On 12/11/2008 07:58 AM, Catherine Hughes wrote:

Hi

I am a PhD student and a statistics novice. I would very much appreciate your advice regarding my approach to using Amelia. I have administered 4 research instruments to 218 study participants. The instruments and number of items in each is as follows:

CDI – 36 items

SDQII - 66 items

Parental Bonding Instrument (PBI) – 25 items for Female Parent form and 25 items for Male Parent Form

“I am … Test” – yields a single score for each subject.

Out of the total sample of 218, only 140 (64.22%) of the total sample provided complete information across all research questionnaires. The proportion of cases with missing data is consistent with King, Honaker, Joseph, & Scheve’s (2001) estimate that on average one third of cases in a data set will have missing values. To preserve as many cases as possible I want to use Amelia II to multiply impute missing values.

Initially this is what I did:

1.       Data were not MCAR, but MAR assumption appeared to hold, therefore Amelia II seemed promising.

2.       When all items of the CDI, PBI, SDQ, and “I am …” Test were combined into one large data set, the number of cases or observations (n = 218) was only slightly greater than the number of variables in the combined data set. Even a ridge prior of 11 (5.05% of 218) was found to be insufficient to estimate the imputations. Following the failure Amelia II to estimate the imputations with the implementation of a moderate ridge prior, the CDI data set, the PBI data set, and the SDQII data set were submitted to Amelia separately. This ensured that the number of observations was adequate for the number of imputations to be estimated by Amelia II. For each of the CDI, SDQ, PBI Mother Form and PBI Father Form, this preserved all cases except where the participant did not provide any data whatsoever for the questionnaire concerned.  The resulting 5 data sets for each instrument were produced. The “I am Test” could not be submitted to AmeIia II for multiple imputation of missing values because the test yields only one score (the %S score which is the % of Collectivist responses based on content analysis of answers provided by the participant).

right. its not only that the number of variables is approximately equal to the number of cases, but the number of parameters in your original run (p*(1-p)/3, where p=num of vars) is much larger than the number of observations. so you need to cut down on the variables. if you need to cut more, cut down to the variables you actually use (or which can predict the missingness) rather than the whole data set.

3. I calculated scale scores for each of the instruments, involving each of the 5 datasets produced by Amelia II for each instrument. The scale scores were to be used for multiple regression analysis.
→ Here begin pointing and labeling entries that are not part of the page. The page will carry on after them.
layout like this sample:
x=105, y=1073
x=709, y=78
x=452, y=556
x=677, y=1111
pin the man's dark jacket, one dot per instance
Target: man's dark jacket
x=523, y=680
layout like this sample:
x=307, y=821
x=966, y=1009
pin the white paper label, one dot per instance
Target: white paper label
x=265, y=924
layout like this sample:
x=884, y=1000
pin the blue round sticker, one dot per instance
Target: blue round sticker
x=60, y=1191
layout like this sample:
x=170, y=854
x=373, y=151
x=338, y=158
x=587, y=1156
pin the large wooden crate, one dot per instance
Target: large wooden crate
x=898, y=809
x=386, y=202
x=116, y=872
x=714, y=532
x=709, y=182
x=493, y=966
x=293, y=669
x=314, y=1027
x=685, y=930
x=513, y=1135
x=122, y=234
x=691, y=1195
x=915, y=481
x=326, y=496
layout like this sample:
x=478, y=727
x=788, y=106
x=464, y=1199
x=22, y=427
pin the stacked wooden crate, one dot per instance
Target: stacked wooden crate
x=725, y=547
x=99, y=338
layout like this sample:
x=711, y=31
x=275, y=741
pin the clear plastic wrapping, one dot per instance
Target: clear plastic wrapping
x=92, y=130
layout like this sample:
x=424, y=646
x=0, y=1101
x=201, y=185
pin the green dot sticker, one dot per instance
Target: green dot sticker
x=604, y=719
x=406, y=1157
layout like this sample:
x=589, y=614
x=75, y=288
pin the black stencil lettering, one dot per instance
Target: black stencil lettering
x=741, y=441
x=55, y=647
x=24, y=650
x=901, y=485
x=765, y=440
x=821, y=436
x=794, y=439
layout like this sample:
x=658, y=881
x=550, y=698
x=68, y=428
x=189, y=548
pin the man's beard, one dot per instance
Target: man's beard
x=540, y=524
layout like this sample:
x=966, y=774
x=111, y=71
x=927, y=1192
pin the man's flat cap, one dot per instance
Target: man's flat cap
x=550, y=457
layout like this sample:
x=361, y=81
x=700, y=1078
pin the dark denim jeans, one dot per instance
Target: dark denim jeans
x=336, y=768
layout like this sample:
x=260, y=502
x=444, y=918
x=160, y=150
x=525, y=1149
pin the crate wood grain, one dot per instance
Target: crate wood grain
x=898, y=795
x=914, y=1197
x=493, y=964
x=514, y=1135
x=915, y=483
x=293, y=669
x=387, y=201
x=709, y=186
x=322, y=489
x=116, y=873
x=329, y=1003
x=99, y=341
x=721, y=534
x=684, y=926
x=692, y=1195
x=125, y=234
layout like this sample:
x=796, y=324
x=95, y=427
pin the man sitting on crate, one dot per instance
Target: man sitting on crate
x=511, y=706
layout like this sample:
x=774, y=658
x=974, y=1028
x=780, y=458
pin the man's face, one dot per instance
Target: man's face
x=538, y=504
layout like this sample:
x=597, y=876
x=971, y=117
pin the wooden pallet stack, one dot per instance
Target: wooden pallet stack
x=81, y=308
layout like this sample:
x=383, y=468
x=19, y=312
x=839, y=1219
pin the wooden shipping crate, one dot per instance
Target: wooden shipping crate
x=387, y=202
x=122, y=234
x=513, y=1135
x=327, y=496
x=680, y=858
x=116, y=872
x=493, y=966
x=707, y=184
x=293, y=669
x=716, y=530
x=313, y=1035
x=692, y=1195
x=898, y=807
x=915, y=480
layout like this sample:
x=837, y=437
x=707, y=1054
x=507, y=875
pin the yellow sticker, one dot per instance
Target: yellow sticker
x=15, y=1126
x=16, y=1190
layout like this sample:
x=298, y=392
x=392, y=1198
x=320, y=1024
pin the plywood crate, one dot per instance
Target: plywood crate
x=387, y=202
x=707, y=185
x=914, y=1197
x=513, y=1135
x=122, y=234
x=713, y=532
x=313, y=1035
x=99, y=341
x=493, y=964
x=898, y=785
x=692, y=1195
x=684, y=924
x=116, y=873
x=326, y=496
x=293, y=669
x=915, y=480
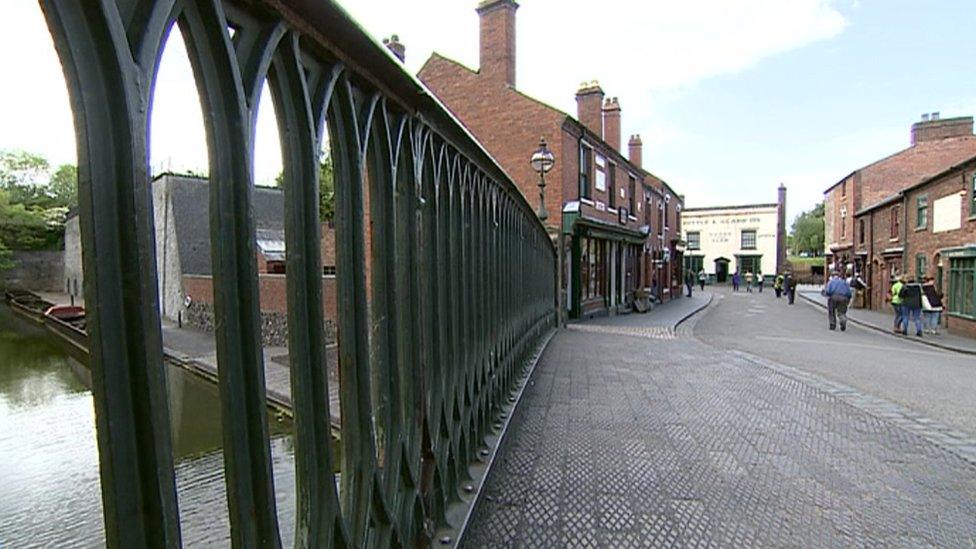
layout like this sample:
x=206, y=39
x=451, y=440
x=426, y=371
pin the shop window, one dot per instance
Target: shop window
x=962, y=286
x=748, y=240
x=922, y=212
x=600, y=176
x=586, y=169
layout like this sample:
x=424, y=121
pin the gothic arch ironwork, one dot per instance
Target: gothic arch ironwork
x=431, y=343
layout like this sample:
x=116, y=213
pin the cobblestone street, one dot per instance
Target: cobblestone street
x=624, y=441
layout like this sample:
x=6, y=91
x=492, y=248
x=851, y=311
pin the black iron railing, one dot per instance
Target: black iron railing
x=461, y=282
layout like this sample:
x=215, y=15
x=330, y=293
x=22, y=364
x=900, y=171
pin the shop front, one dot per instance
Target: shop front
x=604, y=265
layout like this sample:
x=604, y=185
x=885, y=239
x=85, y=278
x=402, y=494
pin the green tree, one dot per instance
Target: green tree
x=326, y=188
x=22, y=168
x=808, y=231
x=22, y=228
x=64, y=186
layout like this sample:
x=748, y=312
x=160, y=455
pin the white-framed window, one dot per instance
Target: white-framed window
x=600, y=178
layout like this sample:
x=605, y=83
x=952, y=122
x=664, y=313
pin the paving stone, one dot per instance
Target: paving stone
x=691, y=446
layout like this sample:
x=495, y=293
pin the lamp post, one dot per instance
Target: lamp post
x=542, y=161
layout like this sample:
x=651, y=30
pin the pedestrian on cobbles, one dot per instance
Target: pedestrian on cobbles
x=838, y=294
x=911, y=305
x=895, y=298
x=789, y=286
x=931, y=306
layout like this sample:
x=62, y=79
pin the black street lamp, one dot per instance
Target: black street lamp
x=542, y=161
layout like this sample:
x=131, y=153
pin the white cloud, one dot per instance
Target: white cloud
x=652, y=49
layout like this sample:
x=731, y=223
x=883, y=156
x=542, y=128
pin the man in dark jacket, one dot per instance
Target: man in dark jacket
x=911, y=304
x=838, y=296
x=789, y=286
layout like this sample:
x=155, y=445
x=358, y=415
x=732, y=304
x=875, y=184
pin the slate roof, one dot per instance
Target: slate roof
x=912, y=165
x=190, y=199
My new problem is that where study participants did not complete any of the items in an instrument, Amelia II inserted NA in the entire row. This means that there are still missing values in the data set comprised of scale scores that I wish to analyse using multiple regression.

if the observations are independent and you know nothing about some people, then only magic would enable you to impute anything other than NAs. so if you know something about these folks, code them up as variables.

Another approach I had in mind is to:

1. Before submitting the instruments to Amelia II, calculate scale scores for all instruments, except for cases that have skipped items and therefore have missing values on one or more items in a scale.

2. Submit the scale scores for all instruments to Amelia II to produce 5 data sets with imputed missing values.

3. Run multiple regression analysis with each of the 5 datasets comprised of the same obseved and different estimates of missing values for scale scores.

This approach would mean that Amelia II would be imputing values for missing scale scores even when a study participant did not complete any items whatsoever in the scale concerned, or indeed, the entire instrument. This is like "getting something out of nothing". Would this be an appropriate or inappropriate use of Amelia II?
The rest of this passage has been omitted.